I have the following task:
If we have the metric $d:\mathbb{Q}\times\mathbb{Q}\rightarrow\mathbb{R}$, so that $d(a,a)=0$ and $d(a,b)=p^{-n}$ always when $a-b=p^nh/k$, where $h,k,n\in\mathbb{Z}$ and $p$ is a prime number. Also $p$ does not divide $hk$. Show that $d$ is a metric for $\mathbb{Q}$.
I have all the other axioms for a metric proven, but I don't know how to prove:
$$d(x,z)\leq d(x,y)+d(y,z)$$
for this metric. How to do this?
This is called the $p$-adic metric.
The trick to proving the triangle equality is that it is actually an ultrametric: For any $x$, $y$, $z$, two of $d(x,y)$, $d(x,z)$ and $d(y,z)$ will be equal and the third will be less than or equal to the two others.
First multiply by an appropriate integer make all three numbers integers. (This will shrink all of the distances with the same factor, depending of the number of $p$s in the common factors's prime factorization, but doesn't change the inequality).

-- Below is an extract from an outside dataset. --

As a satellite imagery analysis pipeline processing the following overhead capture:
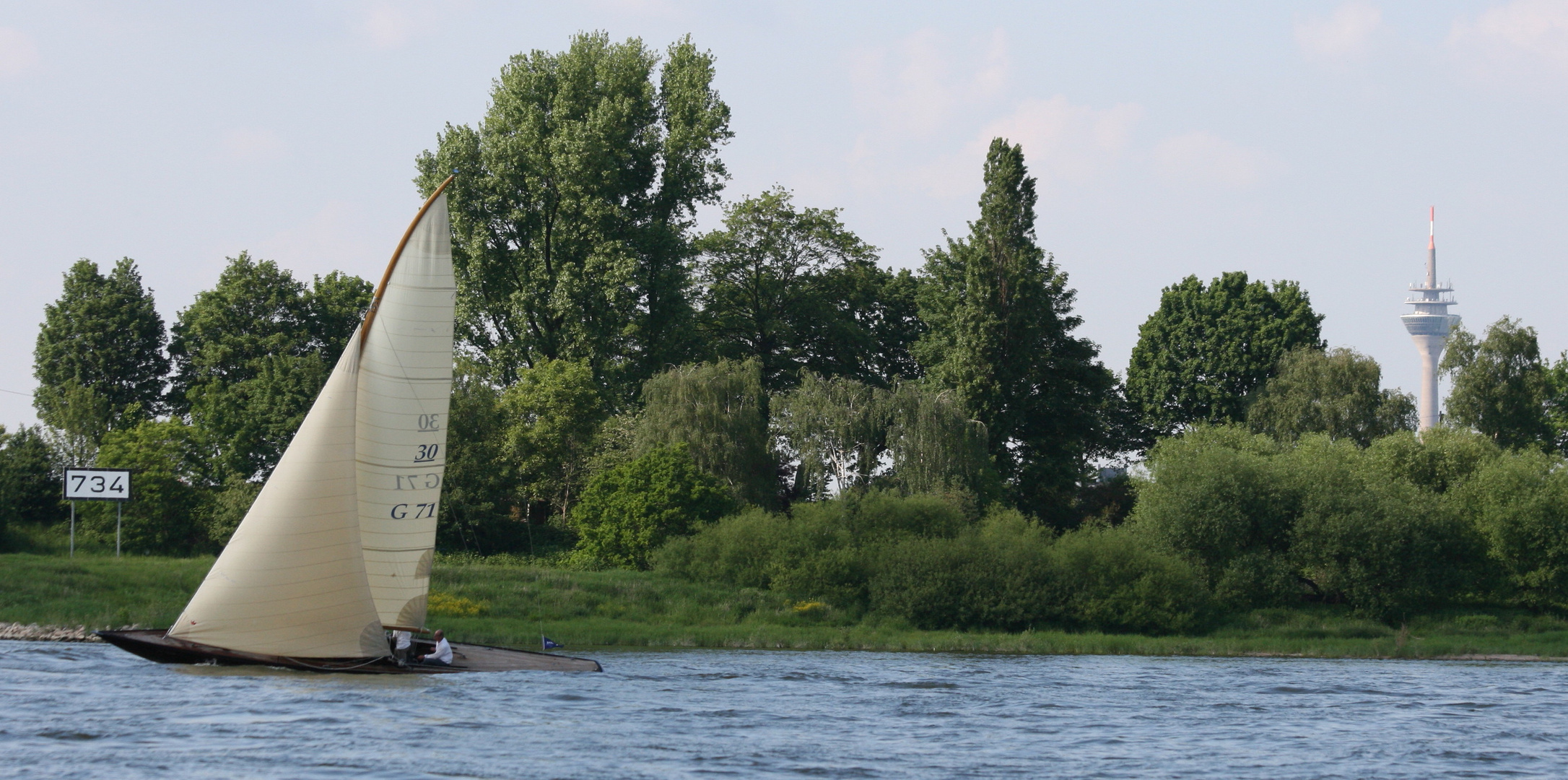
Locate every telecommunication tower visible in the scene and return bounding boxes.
[1401,206,1460,430]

Then write down each number in base $p$. The $p$-adic distance between two numbers now depends on the rightmost digit that differs between them, so look at the digits from right to left. If you encounter a position where the three numbers have three different digits, then $d(x,y)=d(x,z)=d(y,z)$. Otherwise, you must encounter a position where two of the numbers have the same digit, but the third -- say, $z$ -- has a different digit. In that case $d(x,z)=d(y,z)$, but $d(x,y)$ is less than this, because $x$ and $y$ agree on a longer suffix than $z$ agrees with either of them.